На обратном пути она сказала:
— Ты был похож на сомнамбулу, погруженного в летаргический сон.
— Во-первых, сомнабулизм и летаргия — разные вещи. А Седьмую симфонию Бетховена я очень люблю. Особенно вторую часть. Вот это место, — он с безукоризненной точностью напел основную тему.
Ирма погрустнела:
— Мне так много надо еще узнать. А ты… Ты особенный… — речь завершилась долгим поцелуем. — Идем ко мне в общагу? Сегодня у меня отдельная комната! Олька на практике.
Конечно, он был особенный — чрезвычайно восприимчивый, с тонкой внутренней «настройкой», позволяющей ловить мельчайшие импульсы, идущие от внешнего мира.
Однажды поздно вечером Андрей провожал Ирму. Шли по тротуару мимо вереницы кленов, еще не сбросивших свою малиново-багровую листву. «Осень выкрасила клены колдовским каким-то цветом…» — мурлыча песню входящего в моду Булата Окуджавы, Ирма на одной ноге прыгала через рассекавшие асфальт трещины.
В свете фонарей, пронизывающих листву, скользили тени от ветвей. Тени появлялись перед ними, каруселью уходили под ноги и исчезали за спиной, чтобы сразу снова возникнуть впереди.
Андрей остановился, как завороженный, помолчал и сказал:
— Знаешь, я все это сниму! Эти шаги, эти тени!.. Это все возможно. Это будет. Будет! Дайте мне камеру, и я переверну мир!
Андрей продолжал встречаться с Ирмой, хотя очень скоро стало ясно, что они вовсе не подходят друг другу. Ирма не понимала, чем она, хохотушка, простенькая провинциалка, прельстила этого столичного пижона, не воображавшего свою жизнь без походов в консерваторию и ботинок на «манке». Интересный получится режиссер, очень интересный. Но человек — сложный. Резкий, мрачноватый, обидчивый, всегда старавшийся настоять на своем мнении.
Даже в кафе-мороженом Андрею было необходимо, чтобы Ирма съела нравившееся ему шоколадное ассорти.
— Разве плохо? — он облизал ложечку.
— Конечно, вкусно… Но о фруктовом я мечтала с утра… — Ирма отодвинула пустую металлическую вазочку. — Ты же понимаешь, что дело вовсе не в мороженом. У нас во всем совершенно разные вкусы! Ты восхищаешься тем, как была снята сцена изнасилования и убийства девушки в «Святом источнике», а мне нравится хор гномиков в «Белоснежке». Я, конечно, условно говорю про гномиков! Мне чужд мрак и отчаяние, я хочу своими будущими фильмами оставлять у людей светлое, радостное впечатление. Подумай только, как тяжко живут многие. А я могу добавить в их жизнь света!

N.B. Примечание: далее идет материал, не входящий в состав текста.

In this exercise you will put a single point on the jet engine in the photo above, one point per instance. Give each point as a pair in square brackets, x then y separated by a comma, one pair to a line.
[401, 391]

— Живут бессмысленно и мелко, потому что сами так хотят жить. И ни шагу не сделают для собственного духовного роста. Я уверен — кино не развлечение. Кино — мощнейшее и притом массовое средство воздействия на самые глубинные тайники души, психики, не знаю, что там еще в нас главное прячется.
— Многое. Только надо уметь туда попасть — в тайники. Твой отец умеет затронуть самое глубокое.
Она опустила лицо и медленно прочла:
— Здорово! — она смахнула набежавшие слезы. — Все так точно, что плакать хочется. Как он это делает? Как это выразить на пленке?
— Убежден, что камера может все. Поэту или художнику, даже композитору, конечно, легче — он один хозяин своего замысла и его воплощения. А режиссер? Это даже сложнее, чем быть дирижером или директором какого-то химкомбината. Вот эти стихи отца — это же фильм! Но как, как перенести на экран тот клубок глубинных чувств и мыслей, что проникают в тебя вместе со словами?